Think you’re a hotshot JavaScript programmer – got a cool experiment or fun game? Why not submit it to them and you could find yourself being showcased on their site too.

Big Picture: Scenes from the recession

As the saying goes: “A picture is worth a thousand words” – so there’s very little left for me to say other than these pictures strike home the reality that, the world is in a recession. 

The state of our global economy: foreclosures, evictions, bankruptcies, layoffs, abandoned projects, and the people and industries caught in the middle. It can be difficult to capture financial pressures in photographs, but here a few recent glimpses into some of the places and lives affected by what some are calling the “Great Recession”. (35 photos total) – source Boston.com

big-picture-recession

Brittney Nance holds her head as she works on her laptop in her motel room at the Old Town Inn March 5, 2009 in West Sacramento, California. Brittney and her family were evicted from the house they were renting after her husband, Steve Nance, lost his job. The couple and their three children are living in a budget motel while they save enough money for deposit on a new rental home, but are finding it difficult as they pay nearly $1200 a month for the motel room. (Justin Sullivan/Getty Images)
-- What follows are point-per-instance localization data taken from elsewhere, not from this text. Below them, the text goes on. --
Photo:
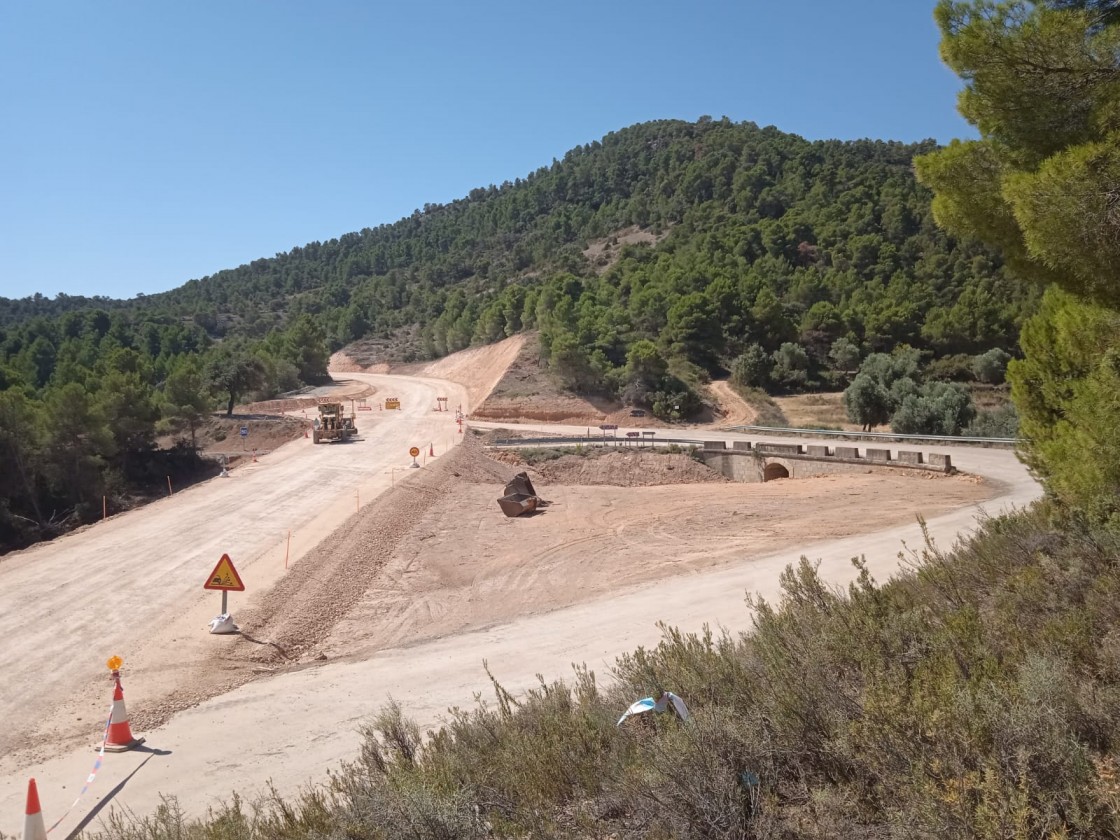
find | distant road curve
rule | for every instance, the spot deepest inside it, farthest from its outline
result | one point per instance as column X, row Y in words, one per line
column 291, row 728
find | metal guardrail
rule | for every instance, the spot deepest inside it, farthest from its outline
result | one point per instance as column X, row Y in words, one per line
column 867, row 435
column 572, row 441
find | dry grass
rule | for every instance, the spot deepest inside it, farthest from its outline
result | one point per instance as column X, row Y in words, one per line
column 817, row 411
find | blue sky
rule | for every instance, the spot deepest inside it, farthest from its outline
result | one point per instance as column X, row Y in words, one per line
column 145, row 145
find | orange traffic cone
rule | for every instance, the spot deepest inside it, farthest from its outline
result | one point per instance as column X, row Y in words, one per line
column 120, row 734
column 34, row 828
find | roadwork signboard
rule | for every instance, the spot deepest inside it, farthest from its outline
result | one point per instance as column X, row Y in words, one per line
column 224, row 577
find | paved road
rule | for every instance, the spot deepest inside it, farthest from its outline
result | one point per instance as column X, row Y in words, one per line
column 292, row 727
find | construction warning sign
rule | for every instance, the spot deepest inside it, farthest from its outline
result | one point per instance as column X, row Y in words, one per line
column 224, row 577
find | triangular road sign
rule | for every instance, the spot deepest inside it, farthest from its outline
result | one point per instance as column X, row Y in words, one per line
column 224, row 577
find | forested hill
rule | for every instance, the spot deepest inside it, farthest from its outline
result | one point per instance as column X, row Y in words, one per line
column 663, row 253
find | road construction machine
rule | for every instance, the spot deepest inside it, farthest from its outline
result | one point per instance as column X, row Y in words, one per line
column 333, row 425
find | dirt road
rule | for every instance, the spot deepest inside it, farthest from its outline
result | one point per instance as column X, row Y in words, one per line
column 133, row 585
column 141, row 600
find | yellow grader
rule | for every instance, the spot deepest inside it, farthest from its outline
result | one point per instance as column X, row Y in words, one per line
column 333, row 425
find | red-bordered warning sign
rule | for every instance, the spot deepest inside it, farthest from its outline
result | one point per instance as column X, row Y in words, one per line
column 224, row 577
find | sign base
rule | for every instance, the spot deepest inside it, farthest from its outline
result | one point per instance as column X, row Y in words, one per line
column 223, row 624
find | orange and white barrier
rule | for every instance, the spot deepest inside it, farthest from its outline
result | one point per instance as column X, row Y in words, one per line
column 120, row 734
column 34, row 828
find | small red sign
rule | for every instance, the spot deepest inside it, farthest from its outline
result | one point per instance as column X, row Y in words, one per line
column 224, row 577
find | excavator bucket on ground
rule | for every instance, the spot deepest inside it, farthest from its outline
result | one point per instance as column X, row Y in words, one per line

POP your Hotmail emails with GMail

The Windows Live team have finally made POP3 available for everyone. The details are as follows:

POP server: pop3.live.com (Port 995)
POP SSL required? Yes
User name: Your Windows Live ID, for example yourname@hotmail.com
Password: The password you usually use to sign in to Hotmail or Windows Live
SMTP server: smtp.live.com (Port 25)
Authentication required? Yes (this matches your POP username and password)
TLS/SSL required? Yes

The How-To-Geek has put together a nice little walk through for Gmail users to enable poping your Hotmail mails (and even sending them via Gmail). It took less than a minute to setup and get working – go on try it for yourself.

[via Lifehacker]

Happy 20th Birthday, WWW

It almost seems like just the other day in the early 90’s when I was tinkering with HTML in Notepad. Just look where we are today with social-networking and rich Internet applications. 

The forefathers of the Internet, Berners-Lee and Robert Caillau, have some concerns though.

“There are some things I don’t like at all, such as the fact that people have to live off advertising,” said Caillau, who preferred the idea of direct “micro payments” to information providers.

“And there’s the big problem of identity, of course, the trust between the person who is consulting and the person who provides the page, as well as the protection of children,” he added. – source News24]

I wonder what things will be like for our kids, 20 years down the line – hopefully I’ll still be senile enough to be able to check things out for myself!